This is part one of Robin Wheeler's Chef's Choice profile of Jennifer Pensoneau of JFires' Market Bistro. Part two, a pair of recipes from Pensoneau, is available here. The profile concludes with a Q&A, which you can read here.
"Every single person I knew growing up in Prairie du Rocher -- granted, 600 people -- every one of them has a garden and eats out of the garden. Growing up I didn't even know fast food existed. I was clueless to it, because everything we ate was raised there. We processed it at the house."
Such was life for JFires' Market Bistro owner Jennifer Pensoneau, who returned to Waterloo, Illinois, the "big town" closest to her old Prairie du Rocher stomping grounds, and found a surprisingly warm welcome to her ideas of fresh, local food.
"The goal was to bring food that I grew up with, and the way we did it, into a restaurant setting," says Pensoneau. "I've gotten a lot of flak from people saying there's no way you can make it that way. I invite anyone to check into our kitchen, because it can be done. There's no reason why we have to constantly eat frozen, chemical-laced food."
Pensoneau's vision is housed in a farmhouse almost 200 years old, where it defies its fast-food neighbors -- McDonald's across one street, Arby's across another. Pensoneau tends a small garden off the patio; a huge one at her nearby home supplies the restaurant with the bulk of its produce.
"The broccoli came out of the garden," she says, motioning to the specials board in the dining room. "The cherries I picked the other day. This is the first time we've gotten cherries off this tree. Usually the birds get them first. But for some reason, this year they let me pick."
Poor birds. They wouldn't appreciate the beauty of JFires' individual servings of cherry cobbler with homemade ice cream, anyway.

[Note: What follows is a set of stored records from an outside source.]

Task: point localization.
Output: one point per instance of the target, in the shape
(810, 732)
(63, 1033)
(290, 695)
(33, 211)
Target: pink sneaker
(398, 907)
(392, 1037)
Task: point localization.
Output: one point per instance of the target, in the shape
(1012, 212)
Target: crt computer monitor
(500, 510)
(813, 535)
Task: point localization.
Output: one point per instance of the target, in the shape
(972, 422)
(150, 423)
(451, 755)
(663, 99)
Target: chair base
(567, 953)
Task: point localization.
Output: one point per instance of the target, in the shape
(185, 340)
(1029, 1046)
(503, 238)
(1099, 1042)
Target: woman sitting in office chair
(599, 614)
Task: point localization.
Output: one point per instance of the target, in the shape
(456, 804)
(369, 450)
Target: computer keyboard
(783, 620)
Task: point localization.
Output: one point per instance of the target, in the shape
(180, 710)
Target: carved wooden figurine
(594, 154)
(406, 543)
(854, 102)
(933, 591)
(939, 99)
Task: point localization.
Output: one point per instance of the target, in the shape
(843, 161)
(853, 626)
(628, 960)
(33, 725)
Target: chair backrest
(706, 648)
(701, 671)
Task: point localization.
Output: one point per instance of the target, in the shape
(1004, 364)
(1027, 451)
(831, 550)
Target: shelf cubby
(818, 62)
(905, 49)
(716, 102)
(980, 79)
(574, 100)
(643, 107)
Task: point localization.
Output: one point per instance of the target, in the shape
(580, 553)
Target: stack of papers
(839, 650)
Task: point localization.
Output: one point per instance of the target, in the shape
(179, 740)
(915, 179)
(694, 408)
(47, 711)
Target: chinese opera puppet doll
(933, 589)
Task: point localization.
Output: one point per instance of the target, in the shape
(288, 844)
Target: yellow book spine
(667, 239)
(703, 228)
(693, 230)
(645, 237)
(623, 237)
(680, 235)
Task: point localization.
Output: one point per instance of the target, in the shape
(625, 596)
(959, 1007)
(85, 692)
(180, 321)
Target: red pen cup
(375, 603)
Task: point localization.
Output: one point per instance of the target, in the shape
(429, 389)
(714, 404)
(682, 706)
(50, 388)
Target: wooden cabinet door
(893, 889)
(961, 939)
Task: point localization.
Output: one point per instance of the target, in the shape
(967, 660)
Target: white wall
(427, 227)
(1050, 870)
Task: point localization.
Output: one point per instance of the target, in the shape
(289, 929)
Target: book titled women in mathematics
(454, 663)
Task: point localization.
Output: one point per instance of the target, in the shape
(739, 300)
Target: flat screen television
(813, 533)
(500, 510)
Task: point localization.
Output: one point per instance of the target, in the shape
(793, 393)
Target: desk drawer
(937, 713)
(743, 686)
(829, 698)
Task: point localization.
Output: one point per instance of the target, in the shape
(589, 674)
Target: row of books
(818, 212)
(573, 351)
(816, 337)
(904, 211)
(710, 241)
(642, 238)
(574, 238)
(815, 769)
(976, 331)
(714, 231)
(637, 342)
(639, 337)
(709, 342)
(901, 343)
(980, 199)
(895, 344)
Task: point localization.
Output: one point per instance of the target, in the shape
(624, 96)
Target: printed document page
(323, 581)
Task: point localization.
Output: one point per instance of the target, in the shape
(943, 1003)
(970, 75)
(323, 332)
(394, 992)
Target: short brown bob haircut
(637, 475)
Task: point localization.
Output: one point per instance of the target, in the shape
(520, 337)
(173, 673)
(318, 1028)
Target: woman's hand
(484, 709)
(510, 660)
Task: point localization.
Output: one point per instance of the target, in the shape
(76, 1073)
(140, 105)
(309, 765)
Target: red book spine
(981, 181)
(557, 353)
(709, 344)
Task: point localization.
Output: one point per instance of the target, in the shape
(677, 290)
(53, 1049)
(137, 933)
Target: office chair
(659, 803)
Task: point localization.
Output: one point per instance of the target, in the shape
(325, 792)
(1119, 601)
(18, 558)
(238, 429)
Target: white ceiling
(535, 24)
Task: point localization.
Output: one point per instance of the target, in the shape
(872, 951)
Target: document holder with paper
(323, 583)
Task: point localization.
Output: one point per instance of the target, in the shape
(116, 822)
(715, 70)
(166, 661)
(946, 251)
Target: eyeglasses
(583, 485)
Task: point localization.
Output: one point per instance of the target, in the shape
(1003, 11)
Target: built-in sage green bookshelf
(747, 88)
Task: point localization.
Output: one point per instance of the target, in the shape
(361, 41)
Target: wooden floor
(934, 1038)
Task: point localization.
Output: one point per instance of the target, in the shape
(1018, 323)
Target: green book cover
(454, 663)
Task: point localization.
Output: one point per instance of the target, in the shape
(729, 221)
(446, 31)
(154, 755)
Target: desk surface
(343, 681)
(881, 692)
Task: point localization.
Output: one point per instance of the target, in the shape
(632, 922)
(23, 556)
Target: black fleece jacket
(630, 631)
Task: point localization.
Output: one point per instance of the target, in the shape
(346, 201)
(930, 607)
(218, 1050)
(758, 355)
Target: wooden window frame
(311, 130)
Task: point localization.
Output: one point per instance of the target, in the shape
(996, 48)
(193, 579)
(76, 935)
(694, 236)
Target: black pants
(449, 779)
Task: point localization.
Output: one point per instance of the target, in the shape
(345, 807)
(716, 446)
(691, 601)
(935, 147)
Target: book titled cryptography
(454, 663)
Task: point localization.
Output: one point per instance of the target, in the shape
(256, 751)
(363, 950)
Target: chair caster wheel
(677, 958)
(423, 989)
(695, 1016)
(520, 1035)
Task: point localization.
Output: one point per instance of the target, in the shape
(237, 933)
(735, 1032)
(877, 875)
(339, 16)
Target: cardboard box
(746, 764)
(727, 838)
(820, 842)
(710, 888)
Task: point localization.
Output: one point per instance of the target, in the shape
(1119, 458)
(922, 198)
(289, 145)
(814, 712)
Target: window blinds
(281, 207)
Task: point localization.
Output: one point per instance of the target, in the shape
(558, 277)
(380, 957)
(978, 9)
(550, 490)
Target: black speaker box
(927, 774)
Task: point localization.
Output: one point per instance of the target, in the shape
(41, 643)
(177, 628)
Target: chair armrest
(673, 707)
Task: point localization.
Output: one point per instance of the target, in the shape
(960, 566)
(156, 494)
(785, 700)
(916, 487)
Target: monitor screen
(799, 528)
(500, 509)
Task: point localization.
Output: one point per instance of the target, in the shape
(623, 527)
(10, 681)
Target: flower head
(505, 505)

"All of the lettuce is from the garden. It's worth it when people say, 'Where does she get this lettuce? Because it's really unusual and flavorful.' Oh, I just picked it this morning. That's what really satisfying in all of this."

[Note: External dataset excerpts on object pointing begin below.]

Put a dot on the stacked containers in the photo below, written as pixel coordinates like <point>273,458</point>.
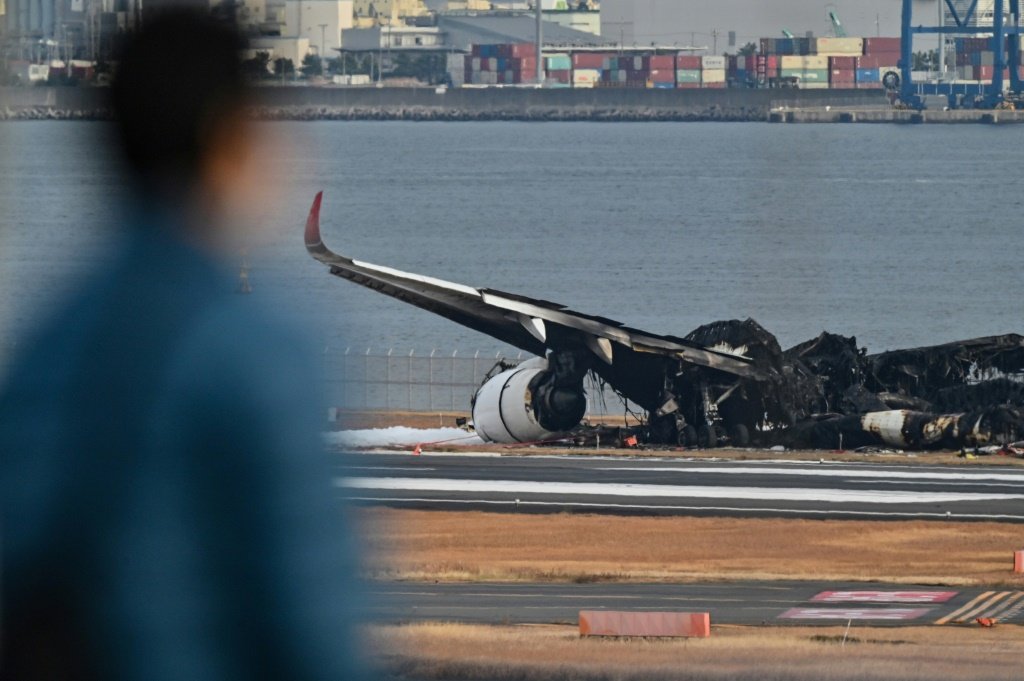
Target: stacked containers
<point>810,72</point>
<point>839,46</point>
<point>626,72</point>
<point>881,56</point>
<point>842,72</point>
<point>506,64</point>
<point>713,72</point>
<point>558,69</point>
<point>687,72</point>
<point>663,72</point>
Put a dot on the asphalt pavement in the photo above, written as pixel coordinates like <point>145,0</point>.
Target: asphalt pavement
<point>776,603</point>
<point>683,486</point>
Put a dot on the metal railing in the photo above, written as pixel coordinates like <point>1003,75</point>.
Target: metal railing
<point>435,381</point>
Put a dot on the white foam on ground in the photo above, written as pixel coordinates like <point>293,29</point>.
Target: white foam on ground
<point>399,436</point>
<point>833,472</point>
<point>668,491</point>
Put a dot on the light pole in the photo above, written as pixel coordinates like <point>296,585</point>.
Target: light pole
<point>323,48</point>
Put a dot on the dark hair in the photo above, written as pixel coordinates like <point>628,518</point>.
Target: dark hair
<point>176,79</point>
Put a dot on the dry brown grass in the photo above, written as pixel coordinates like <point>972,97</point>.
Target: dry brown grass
<point>476,547</point>
<point>452,652</point>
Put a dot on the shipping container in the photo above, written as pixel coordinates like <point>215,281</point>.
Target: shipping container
<point>878,61</point>
<point>688,76</point>
<point>875,45</point>
<point>560,76</point>
<point>589,59</point>
<point>806,75</point>
<point>839,46</point>
<point>805,62</point>
<point>867,76</point>
<point>842,62</point>
<point>586,77</point>
<point>663,76</point>
<point>713,76</point>
<point>520,50</point>
<point>688,62</point>
<point>558,62</point>
<point>662,61</point>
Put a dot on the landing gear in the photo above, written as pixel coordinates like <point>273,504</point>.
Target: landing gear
<point>739,435</point>
<point>708,437</point>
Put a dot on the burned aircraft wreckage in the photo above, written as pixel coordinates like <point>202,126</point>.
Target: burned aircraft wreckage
<point>724,383</point>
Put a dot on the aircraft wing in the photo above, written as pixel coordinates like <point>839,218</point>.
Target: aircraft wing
<point>531,325</point>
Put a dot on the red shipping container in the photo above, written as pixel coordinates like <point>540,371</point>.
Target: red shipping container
<point>878,61</point>
<point>843,62</point>
<point>875,45</point>
<point>520,50</point>
<point>589,59</point>
<point>663,75</point>
<point>986,73</point>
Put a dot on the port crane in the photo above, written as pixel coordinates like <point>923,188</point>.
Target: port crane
<point>837,25</point>
<point>1006,45</point>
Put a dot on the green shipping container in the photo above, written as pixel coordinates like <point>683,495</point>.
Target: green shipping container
<point>559,62</point>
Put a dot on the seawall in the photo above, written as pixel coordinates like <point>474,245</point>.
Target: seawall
<point>301,102</point>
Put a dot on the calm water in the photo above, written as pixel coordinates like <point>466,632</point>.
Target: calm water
<point>880,231</point>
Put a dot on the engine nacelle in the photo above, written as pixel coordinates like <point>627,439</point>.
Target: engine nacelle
<point>528,403</point>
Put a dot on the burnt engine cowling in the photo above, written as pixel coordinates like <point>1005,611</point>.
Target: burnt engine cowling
<point>534,401</point>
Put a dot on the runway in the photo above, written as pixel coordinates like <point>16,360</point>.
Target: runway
<point>678,486</point>
<point>775,603</point>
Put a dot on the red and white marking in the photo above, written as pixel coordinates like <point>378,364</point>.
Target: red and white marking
<point>884,596</point>
<point>854,613</point>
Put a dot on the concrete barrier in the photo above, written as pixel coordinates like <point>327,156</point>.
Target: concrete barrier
<point>611,623</point>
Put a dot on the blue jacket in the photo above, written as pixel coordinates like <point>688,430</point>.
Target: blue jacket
<point>167,509</point>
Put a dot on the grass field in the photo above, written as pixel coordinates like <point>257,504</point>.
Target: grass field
<point>477,546</point>
<point>449,652</point>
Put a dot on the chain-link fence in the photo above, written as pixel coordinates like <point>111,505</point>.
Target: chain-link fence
<point>434,381</point>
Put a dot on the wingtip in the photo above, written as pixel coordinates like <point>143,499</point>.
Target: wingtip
<point>312,237</point>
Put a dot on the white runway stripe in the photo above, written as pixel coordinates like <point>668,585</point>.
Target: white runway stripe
<point>830,472</point>
<point>668,491</point>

Pensoneau's beliefs about food formed early and were reinforced when she studied Italian Culinary Institute for Foreigners while completing her bachelor's degree at the John Folse Culinary Institute at Nicholls State University in southern Louisiana.
"Growing up as a farm girl, I didn't know any different. Getting into high school and on to college, I started realizing how people eat. You can go through a drive-thru and never cook a meal.
"Then I went to Europe, and I realized that they still have the bakery. The butcher shop is still there. They didn't have a Walmart. I started really missing the simplicity. The specialty items, when you have someone who just works on the bread and the baking."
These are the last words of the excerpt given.